Una delle riforme più attese è quella che riguarda l’età della pensione: cosa succederà nei prossimi mesi?
Il 31 dicembre 2022 è fissata la scadenza di quota 102, Opzione Donna e Ape Sociale. Senza proroghe o ulteriori riforme si tornerà alla legge Fornero che prevede la pensione di vecchiaia a 67 anni, ma le cose potrebbero cambiare.
Giorgia Meloni, nuova leader del Governo italiano, sta prendendo in considerazione una nuova ipotesi per il pensionamento che comprende sia una proroga per l’Opzione donna, ma anche un’estensione della stessa misura per gli uomini. La Meloni aveva parlato di un meccanismo simile anche per i lavoratori maschi: l’Opzione Uomo. Anche in questo caso si tratta della possibilità di andare in pensione anticipata a 58 anni con 35 anni di contributi e con un conseguente ricalcolo dell’assegno tutto contributivo.
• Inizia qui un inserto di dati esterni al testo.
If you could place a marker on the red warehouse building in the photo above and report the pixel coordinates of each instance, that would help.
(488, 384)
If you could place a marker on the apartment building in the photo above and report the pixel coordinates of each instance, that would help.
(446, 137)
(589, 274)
Questo nuovo meccanismo risulterebbe molto utile per poter andare in pensione prima del previsto, ma con una riduzione dell’assegno che, come spiega La Repubblica, potrebbe subire un taglio che va dal 13% al 31% dell’assegno. L’Opzione Uomo è al vaglio del nuovo Governo di Fratelli d’Italia, ma sono anche altre le ipotesi prese in considerazione dal centrodestra che già in campagna elettorale si era espresso a favore di un aumento della pensione minima nonché della flessibilità in uscita dal mondo del lavoro, per favorire il ricambio generazionale.
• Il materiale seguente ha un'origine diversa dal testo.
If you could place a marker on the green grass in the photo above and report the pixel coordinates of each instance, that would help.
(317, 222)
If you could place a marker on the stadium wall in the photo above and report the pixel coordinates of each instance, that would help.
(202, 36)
La Lega aveva avanzato la proposta di Quota 41, per consentire a chi lo desideri di andare in pensione avendo alle spalle almeno 41 anni di contributi. Ricordiamo che attualmente il sistema pensionistico italiano richiede 42 anni e 10 mesi di contributi per gli uomini e 41 anni e 10 mesi per le donne per poter andare in pensione anticipata.
Tutte le possibili riforme devono essere considerate alla luce dei costi che comportano per scegliere quelle più sostenibili. Si stima che la spesa per le pensioni quest’anno sia stata di 297,3 miliardi ed è destinata a salire arrivando a 320,8 miliardi nel 2023, a 338,3 nel 2024 e a 349,8 nel 2025 per una crescita di 50 miliardi in più nell’arco di tre anni. Addirittura nel 2025 la spesa per le pensioni peserà sul Pil per il 17,6%.
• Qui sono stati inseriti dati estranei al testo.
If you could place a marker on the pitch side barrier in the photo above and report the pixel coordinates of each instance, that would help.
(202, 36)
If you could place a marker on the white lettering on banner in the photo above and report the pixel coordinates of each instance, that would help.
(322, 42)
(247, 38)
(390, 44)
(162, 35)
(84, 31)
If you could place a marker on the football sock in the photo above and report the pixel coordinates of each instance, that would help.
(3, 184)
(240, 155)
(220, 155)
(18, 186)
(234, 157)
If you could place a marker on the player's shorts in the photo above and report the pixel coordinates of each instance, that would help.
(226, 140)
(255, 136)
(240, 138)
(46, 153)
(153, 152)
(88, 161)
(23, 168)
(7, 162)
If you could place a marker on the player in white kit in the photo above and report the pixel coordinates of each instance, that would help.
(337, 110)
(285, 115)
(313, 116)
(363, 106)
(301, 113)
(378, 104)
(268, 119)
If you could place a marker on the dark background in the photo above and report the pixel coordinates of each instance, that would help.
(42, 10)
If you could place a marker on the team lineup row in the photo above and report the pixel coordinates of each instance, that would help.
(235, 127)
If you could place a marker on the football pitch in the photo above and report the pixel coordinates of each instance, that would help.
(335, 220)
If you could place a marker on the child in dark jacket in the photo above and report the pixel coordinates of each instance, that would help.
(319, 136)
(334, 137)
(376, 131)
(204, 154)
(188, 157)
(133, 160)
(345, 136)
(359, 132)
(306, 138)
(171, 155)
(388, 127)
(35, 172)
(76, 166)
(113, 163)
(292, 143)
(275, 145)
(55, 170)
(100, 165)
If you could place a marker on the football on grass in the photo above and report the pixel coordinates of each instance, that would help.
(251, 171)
Tutti questi dati sono la bussola che guida le decisioni del nuovo Governo in fatto di pensioni: ogni ipotetica soluzione dovrà rientrare nei limiti di spesa possibili o rischierà di andare ad aggravare ulteriormente il Bilancio dello Stato con gravi conseguenze per gli italiani già provati dai pesanti rincari degli ultimi tempi.